The adoption of this amendment would repeal the current limitation on the amount of property tax revenues that may be redistributed by the state through the School Foundation Program Account from school districts with greater property tax revenues to other school districts in the state.
The ballot language can be found at the Elections tab of the Wyoming Secretary of State's home page http://soswy.state.wy.us (visited December 17, 2008). The clear implication of this language is that the Amendment served to eliminate the seventy-five percent ceiling on the rebate amount so as to "equalize" school funding, which then would require wealthier school districts to rebate one hundred percent of their excesses into the foundation account.
[5] It is worth noting that the Department relies upon Senate File 54, enacted during the 2008 Legislative Session as support for its position. That legislation, which repealed Wyo. Stat. Ann. § 21-13-102(c) (2006), also provided the following commentary:
(a) By adopting this act, the legislature clarifies application of the 2006 amendment to Article 15, Section 17 of the Wyoming Constitution, as adopted by the Wyoming electorate, certified by the state canvassing board and proclaimed adopted by the governor in accordance with W.S. XX-XX-XXX. It is the understanding and intent of the legislature that at the time the 2006 amendment to Wyoming Constitution, Article 15, Section 17 was certified and proclaimed adopted, W.S. XX-XX-XXX(c), 2006 Wyoming Session Laws, Chapter 37, Section 6(b) and the provision within W.S. XX-XX-XXX(g) repealed by section 1 of this act were all superseded and effectively repealed by such adoption.
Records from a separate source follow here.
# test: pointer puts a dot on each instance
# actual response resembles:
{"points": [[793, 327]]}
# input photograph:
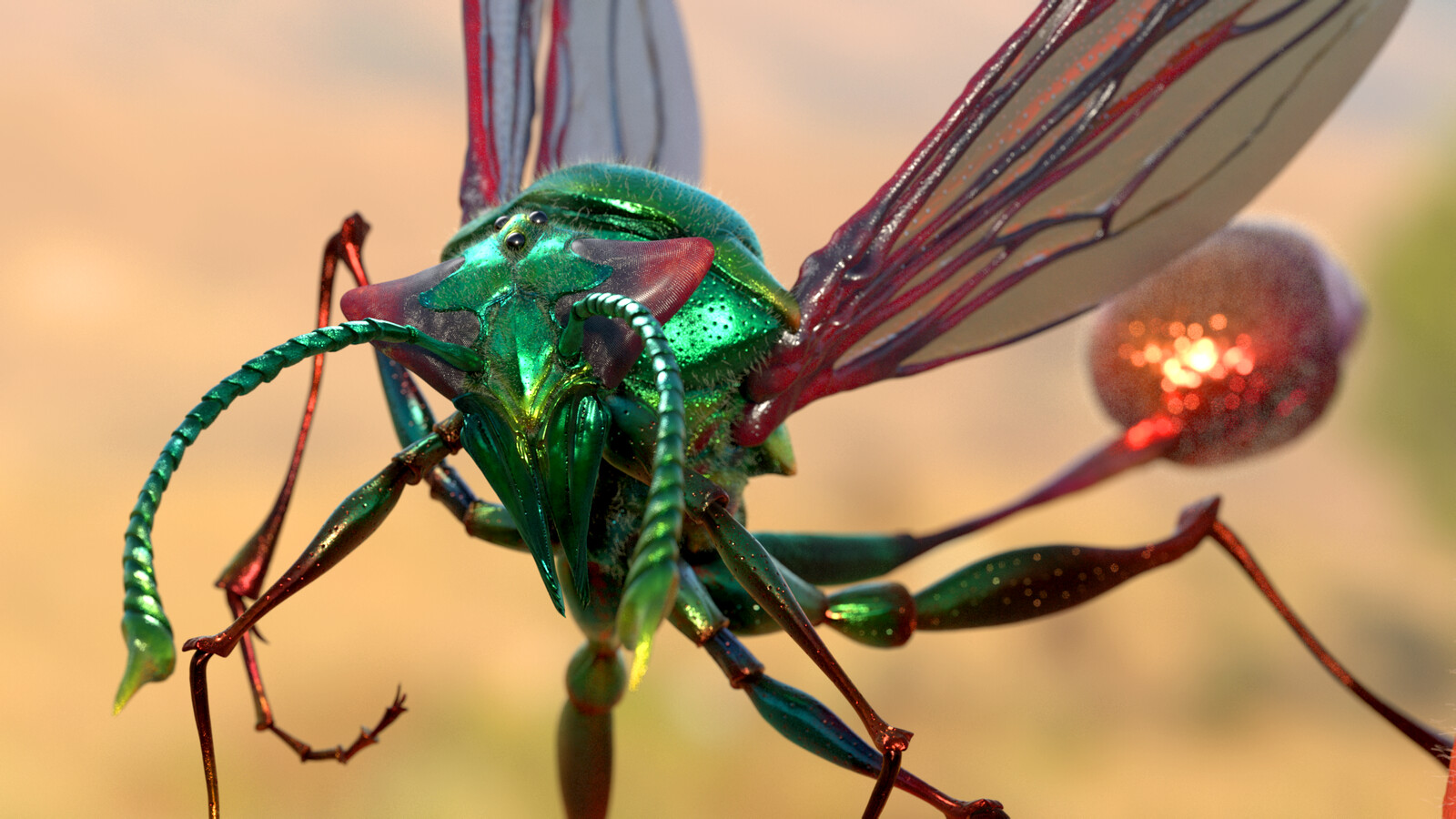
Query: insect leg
{"points": [[800, 717], [1433, 742], [349, 525], [244, 576], [756, 571], [851, 559], [596, 680]]}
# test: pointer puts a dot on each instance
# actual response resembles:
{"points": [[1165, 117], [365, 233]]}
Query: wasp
{"points": [[622, 361]]}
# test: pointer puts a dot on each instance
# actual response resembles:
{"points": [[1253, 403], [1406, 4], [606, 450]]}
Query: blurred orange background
{"points": [[169, 175]]}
(b) By adopting this act, the legislature further intends to clarify that sections 1 and 2 of this act apply to school district revenues for school year 2006-2007 and each school year thereafter. Revenues which would have been subject to W.S. XX-XX-XXX(c) but for adoption of the amendment to Article 15, Section 17 of the Wyoming Constitution as specified under subsection (a) of this section are not and were not available for school district budgeting and were not subject to provisions under W.S. 16-4-101 through 16-4-124 and 21-3-110(a)(vi) pertaining to school district budgeting procedures....
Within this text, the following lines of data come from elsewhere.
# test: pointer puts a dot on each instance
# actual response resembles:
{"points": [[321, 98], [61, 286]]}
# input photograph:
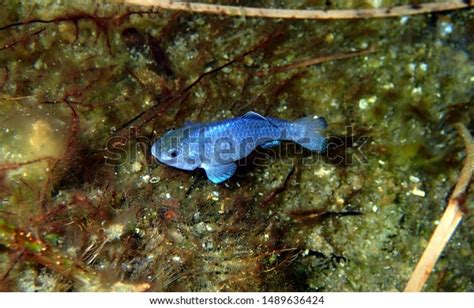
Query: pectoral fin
{"points": [[219, 173], [271, 144]]}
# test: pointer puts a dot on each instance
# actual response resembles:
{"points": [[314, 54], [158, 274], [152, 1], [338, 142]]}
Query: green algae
{"points": [[119, 221]]}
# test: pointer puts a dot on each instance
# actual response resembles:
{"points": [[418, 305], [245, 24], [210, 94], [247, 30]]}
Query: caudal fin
{"points": [[309, 133]]}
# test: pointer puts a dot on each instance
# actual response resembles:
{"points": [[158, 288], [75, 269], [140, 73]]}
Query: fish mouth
{"points": [[155, 151]]}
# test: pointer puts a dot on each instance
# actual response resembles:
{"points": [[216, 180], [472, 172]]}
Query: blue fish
{"points": [[217, 146]]}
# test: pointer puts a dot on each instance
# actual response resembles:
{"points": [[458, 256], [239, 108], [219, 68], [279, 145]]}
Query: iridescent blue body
{"points": [[216, 146]]}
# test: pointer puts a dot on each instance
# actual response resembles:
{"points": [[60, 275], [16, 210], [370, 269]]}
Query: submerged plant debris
{"points": [[85, 88]]}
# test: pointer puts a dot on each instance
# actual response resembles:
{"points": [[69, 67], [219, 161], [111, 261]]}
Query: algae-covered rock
{"points": [[86, 88]]}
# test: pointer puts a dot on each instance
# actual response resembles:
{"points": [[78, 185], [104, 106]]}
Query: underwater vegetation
{"points": [[85, 90]]}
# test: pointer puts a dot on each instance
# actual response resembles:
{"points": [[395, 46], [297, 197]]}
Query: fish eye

2008 Wyo. Sess. L. Ch. 94 §§ 2-3 (emphasis added).
However, statutory interpretation is a matter for the judiciary, not the legislature. "A subsequent Legislature has no authority to place a legislative construction upon an existing legislative act: If it was intended solely as a legislative construction of a previously existing statute, then it is of no effect whatever." See Protest of the 1990-1991 Budget of Vo-Tech #22 v. Metro Area Voc.-Tech. Sch. Dist. No. 22, 848 P.2d 30, 33 (Okla.Civ.App. 1992). That being said, the 2008 Wyoming Legislature had no ability to make after-the-fact statements of legislative intent that run contrary to the clear and unambiguous language of the 2006 Amendment.